Gnocchi with oxtail from CampagnoloTim Fraser for The Globe and Mail

On Saturday mornings, you're not supposed to be stressed. But I spent a recent one reacting to a note I'd propped on my bedside table: Buddakan Reservation 10 a.m.!!! I started dialling at 9:58. They finally picked up at 10:08 and I asked for a reservation. They put me on hold. Eight minutes later, a human came on the line and actually took my reservation. For precisely one month hence. Does it matter that Buddakan is in New York? Only if you're interested in the future of Toronto dining.

Trying to get a reservation at Campagnolo (and a dozen other Toronto hot spots) is different from that only in degree. Campagnolo is open Wednesday through Sunday, which means they don't answer the phone Mondays and Tuesdays. Or much before 5 on the days they're open. When you do finally get them on the phone, you can book for early or late. First sitting or second. Like it or lump it. Wanna eat at 7:30? Too bad. Latest possible table for first sitting is 7 p.m., and they need the table back at 9. Count yourself lucky you don't have to call one month beforehand. Yet.

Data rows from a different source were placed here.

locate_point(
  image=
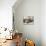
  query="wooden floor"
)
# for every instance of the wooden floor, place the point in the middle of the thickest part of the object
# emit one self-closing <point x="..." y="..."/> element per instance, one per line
<point x="9" y="43"/>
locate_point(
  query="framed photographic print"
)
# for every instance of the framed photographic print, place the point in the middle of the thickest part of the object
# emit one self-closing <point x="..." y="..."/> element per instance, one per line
<point x="28" y="20"/>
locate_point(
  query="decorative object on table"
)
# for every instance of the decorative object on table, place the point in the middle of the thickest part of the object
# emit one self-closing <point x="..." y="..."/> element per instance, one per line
<point x="28" y="20"/>
<point x="29" y="43"/>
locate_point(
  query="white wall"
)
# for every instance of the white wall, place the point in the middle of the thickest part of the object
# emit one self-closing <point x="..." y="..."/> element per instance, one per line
<point x="29" y="8"/>
<point x="6" y="13"/>
<point x="43" y="22"/>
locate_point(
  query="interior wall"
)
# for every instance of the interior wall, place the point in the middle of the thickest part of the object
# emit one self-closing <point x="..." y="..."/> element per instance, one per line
<point x="29" y="8"/>
<point x="6" y="13"/>
<point x="43" y="22"/>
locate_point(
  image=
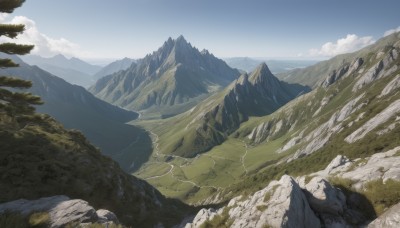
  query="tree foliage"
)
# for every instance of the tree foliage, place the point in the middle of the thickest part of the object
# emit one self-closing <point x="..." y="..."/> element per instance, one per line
<point x="12" y="103"/>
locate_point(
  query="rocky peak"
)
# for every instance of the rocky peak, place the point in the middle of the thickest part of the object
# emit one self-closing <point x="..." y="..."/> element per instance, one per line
<point x="261" y="74"/>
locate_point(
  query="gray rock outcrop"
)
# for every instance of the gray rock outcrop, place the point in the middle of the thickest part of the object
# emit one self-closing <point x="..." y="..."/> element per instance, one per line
<point x="376" y="71"/>
<point x="62" y="210"/>
<point x="380" y="118"/>
<point x="391" y="86"/>
<point x="281" y="204"/>
<point x="389" y="219"/>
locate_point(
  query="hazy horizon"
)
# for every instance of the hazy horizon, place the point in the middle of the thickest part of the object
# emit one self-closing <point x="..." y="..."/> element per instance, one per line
<point x="105" y="31"/>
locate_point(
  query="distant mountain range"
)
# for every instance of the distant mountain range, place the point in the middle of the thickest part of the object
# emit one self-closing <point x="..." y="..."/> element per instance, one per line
<point x="276" y="66"/>
<point x="169" y="81"/>
<point x="214" y="119"/>
<point x="73" y="70"/>
<point x="113" y="67"/>
<point x="102" y="123"/>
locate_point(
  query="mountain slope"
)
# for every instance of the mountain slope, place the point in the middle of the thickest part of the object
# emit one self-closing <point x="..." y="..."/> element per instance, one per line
<point x="172" y="79"/>
<point x="355" y="115"/>
<point x="76" y="108"/>
<point x="114" y="67"/>
<point x="39" y="158"/>
<point x="312" y="76"/>
<point x="74" y="71"/>
<point x="211" y="121"/>
<point x="276" y="66"/>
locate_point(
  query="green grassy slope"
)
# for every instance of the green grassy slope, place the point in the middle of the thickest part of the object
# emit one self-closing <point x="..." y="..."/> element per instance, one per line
<point x="242" y="165"/>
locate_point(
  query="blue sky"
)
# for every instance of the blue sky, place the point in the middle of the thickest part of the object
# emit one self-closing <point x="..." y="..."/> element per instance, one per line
<point x="255" y="28"/>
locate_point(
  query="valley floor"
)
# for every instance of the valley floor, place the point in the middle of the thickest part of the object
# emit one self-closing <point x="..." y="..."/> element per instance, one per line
<point x="194" y="179"/>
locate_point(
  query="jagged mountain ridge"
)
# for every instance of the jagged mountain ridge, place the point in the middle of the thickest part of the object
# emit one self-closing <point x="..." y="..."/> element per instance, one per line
<point x="354" y="114"/>
<point x="39" y="158"/>
<point x="214" y="119"/>
<point x="314" y="75"/>
<point x="102" y="123"/>
<point x="176" y="74"/>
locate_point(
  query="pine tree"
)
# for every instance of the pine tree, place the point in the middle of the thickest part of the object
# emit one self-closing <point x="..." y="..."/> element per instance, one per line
<point x="14" y="103"/>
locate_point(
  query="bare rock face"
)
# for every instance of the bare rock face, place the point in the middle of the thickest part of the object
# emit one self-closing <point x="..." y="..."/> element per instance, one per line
<point x="389" y="219"/>
<point x="379" y="166"/>
<point x="62" y="210"/>
<point x="281" y="204"/>
<point x="377" y="71"/>
<point x="202" y="216"/>
<point x="391" y="86"/>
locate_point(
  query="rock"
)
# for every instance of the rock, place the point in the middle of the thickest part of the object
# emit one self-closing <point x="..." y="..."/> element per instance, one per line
<point x="321" y="135"/>
<point x="106" y="216"/>
<point x="380" y="166"/>
<point x="287" y="206"/>
<point x="389" y="219"/>
<point x="72" y="211"/>
<point x="334" y="76"/>
<point x="382" y="117"/>
<point x="26" y="207"/>
<point x="324" y="198"/>
<point x="261" y="132"/>
<point x="338" y="164"/>
<point x="391" y="86"/>
<point x="377" y="71"/>
<point x="202" y="216"/>
<point x="61" y="210"/>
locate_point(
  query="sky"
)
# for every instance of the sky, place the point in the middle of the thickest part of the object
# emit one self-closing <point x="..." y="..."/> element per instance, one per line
<point x="275" y="29"/>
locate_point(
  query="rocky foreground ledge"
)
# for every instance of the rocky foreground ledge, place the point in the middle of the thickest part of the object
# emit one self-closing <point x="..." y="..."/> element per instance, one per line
<point x="60" y="211"/>
<point x="313" y="200"/>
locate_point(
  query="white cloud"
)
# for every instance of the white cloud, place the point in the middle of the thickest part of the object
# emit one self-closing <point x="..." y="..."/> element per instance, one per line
<point x="391" y="31"/>
<point x="3" y="17"/>
<point x="44" y="45"/>
<point x="348" y="44"/>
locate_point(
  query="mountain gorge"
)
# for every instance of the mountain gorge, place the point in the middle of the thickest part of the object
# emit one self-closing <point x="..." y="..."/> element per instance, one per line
<point x="349" y="122"/>
<point x="168" y="81"/>
<point x="39" y="158"/>
<point x="102" y="123"/>
<point x="214" y="119"/>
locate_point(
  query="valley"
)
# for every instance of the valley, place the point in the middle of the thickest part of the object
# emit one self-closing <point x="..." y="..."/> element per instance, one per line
<point x="183" y="138"/>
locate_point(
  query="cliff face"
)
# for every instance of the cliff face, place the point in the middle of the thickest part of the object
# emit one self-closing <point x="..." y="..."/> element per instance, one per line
<point x="341" y="195"/>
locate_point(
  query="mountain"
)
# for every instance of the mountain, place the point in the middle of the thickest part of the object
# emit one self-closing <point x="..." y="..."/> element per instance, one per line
<point x="213" y="120"/>
<point x="352" y="111"/>
<point x="113" y="67"/>
<point x="168" y="81"/>
<point x="276" y="66"/>
<point x="73" y="70"/>
<point x="313" y="75"/>
<point x="75" y="108"/>
<point x="243" y="63"/>
<point x="39" y="158"/>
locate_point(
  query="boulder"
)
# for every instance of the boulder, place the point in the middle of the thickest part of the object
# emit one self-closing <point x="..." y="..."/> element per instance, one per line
<point x="106" y="216"/>
<point x="62" y="210"/>
<point x="325" y="198"/>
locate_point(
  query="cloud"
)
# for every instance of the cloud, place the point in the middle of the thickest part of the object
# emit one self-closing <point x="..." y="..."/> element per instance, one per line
<point x="44" y="45"/>
<point x="391" y="31"/>
<point x="3" y="17"/>
<point x="348" y="44"/>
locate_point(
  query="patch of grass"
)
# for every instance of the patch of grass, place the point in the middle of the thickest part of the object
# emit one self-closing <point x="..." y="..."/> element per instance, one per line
<point x="261" y="207"/>
<point x="39" y="219"/>
<point x="15" y="220"/>
<point x="219" y="221"/>
<point x="268" y="195"/>
<point x="382" y="195"/>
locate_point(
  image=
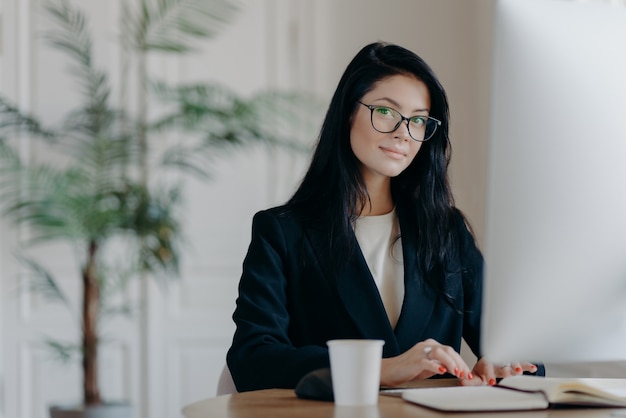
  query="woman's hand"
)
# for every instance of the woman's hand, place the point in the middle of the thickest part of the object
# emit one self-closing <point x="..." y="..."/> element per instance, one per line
<point x="486" y="373"/>
<point x="421" y="361"/>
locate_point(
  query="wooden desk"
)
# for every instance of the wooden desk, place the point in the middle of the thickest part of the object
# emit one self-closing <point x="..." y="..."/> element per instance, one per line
<point x="283" y="403"/>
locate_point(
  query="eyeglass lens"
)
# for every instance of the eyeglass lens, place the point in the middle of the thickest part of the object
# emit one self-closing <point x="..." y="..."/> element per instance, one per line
<point x="386" y="119"/>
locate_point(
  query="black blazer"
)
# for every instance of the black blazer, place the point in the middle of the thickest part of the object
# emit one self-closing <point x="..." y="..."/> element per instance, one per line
<point x="290" y="303"/>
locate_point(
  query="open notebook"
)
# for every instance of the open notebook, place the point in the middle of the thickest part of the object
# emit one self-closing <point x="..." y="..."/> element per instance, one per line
<point x="522" y="393"/>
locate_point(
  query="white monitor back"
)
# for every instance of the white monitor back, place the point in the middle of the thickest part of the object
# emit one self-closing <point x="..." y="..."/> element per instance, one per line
<point x="555" y="249"/>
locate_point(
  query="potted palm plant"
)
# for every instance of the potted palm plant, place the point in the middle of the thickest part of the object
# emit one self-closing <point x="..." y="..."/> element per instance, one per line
<point x="90" y="182"/>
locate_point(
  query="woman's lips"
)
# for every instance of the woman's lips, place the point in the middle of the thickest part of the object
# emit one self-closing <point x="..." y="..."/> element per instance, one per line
<point x="393" y="153"/>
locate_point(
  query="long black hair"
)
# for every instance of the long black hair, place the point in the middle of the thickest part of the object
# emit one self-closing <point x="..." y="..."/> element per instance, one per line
<point x="333" y="192"/>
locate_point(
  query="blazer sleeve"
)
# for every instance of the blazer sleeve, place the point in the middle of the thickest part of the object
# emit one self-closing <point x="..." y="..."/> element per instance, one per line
<point x="472" y="272"/>
<point x="262" y="355"/>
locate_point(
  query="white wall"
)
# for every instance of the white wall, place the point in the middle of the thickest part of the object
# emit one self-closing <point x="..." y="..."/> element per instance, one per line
<point x="174" y="355"/>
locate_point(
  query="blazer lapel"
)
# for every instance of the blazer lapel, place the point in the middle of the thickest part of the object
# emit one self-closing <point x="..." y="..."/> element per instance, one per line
<point x="359" y="294"/>
<point x="361" y="297"/>
<point x="419" y="298"/>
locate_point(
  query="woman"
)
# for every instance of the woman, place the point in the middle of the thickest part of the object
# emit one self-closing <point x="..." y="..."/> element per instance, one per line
<point x="370" y="245"/>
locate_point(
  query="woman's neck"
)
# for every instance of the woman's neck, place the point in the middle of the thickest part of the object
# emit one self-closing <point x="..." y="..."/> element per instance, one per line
<point x="379" y="190"/>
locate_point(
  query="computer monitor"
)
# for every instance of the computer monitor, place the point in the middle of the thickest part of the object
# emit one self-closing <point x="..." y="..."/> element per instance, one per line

Is Campagnolo worth it? Yes, yes and yes. It blows the much-lauded Woodlot out of the water.

Bloggers have been kvetching about paying for bread, but what they serve here is hardly in the realm of the ordinary: Crisp crunchy house-made baguette, epi shape, comes with a side of fresh-baked gougères (pâte à choux cheese clouds) and olives roasted with orange peel.

The menu changes at chef Craig Harding's inspiration, but certain stalwarts keep re-appearing. Mr. Harding, who learned food from his Italian grandmother, can't take the burrata (cheese made of fresh mozzarella filled with heavy cream) off the menu. This cloud of dairy erotica is drizzled with garlicky oil and sits atop toasted fresh baguette, beside roasted white and Champagne grapes, whose sugars and flavours have been intensified by heating. The other appetizer that habitués cannot let go of is Mr. Harding's superbly tender grilled squid with arugula pesto and a tartlet of rice, coloured with squid ink.

Even his take on tuna tartare has unusual charms, composed as it is of superbly fresh fat chunks of tuna atop saffron rouille dotted with capers. Not very Italian, but the rest of Mr. Harding's opus is the food of the boot. What could be more roots Italiano than perfectly char-grilled treviso (long radicchio) with endive, dressed with blood oranges and toasted slivered almonds in balsamic and vincotto (slightly sweet wine made from sun-dried grapes)? Rapini, which gets a bum rap thanks to its bitterness. Only the cleverest cooks know how to tame it - and Mr. Harding is one of those.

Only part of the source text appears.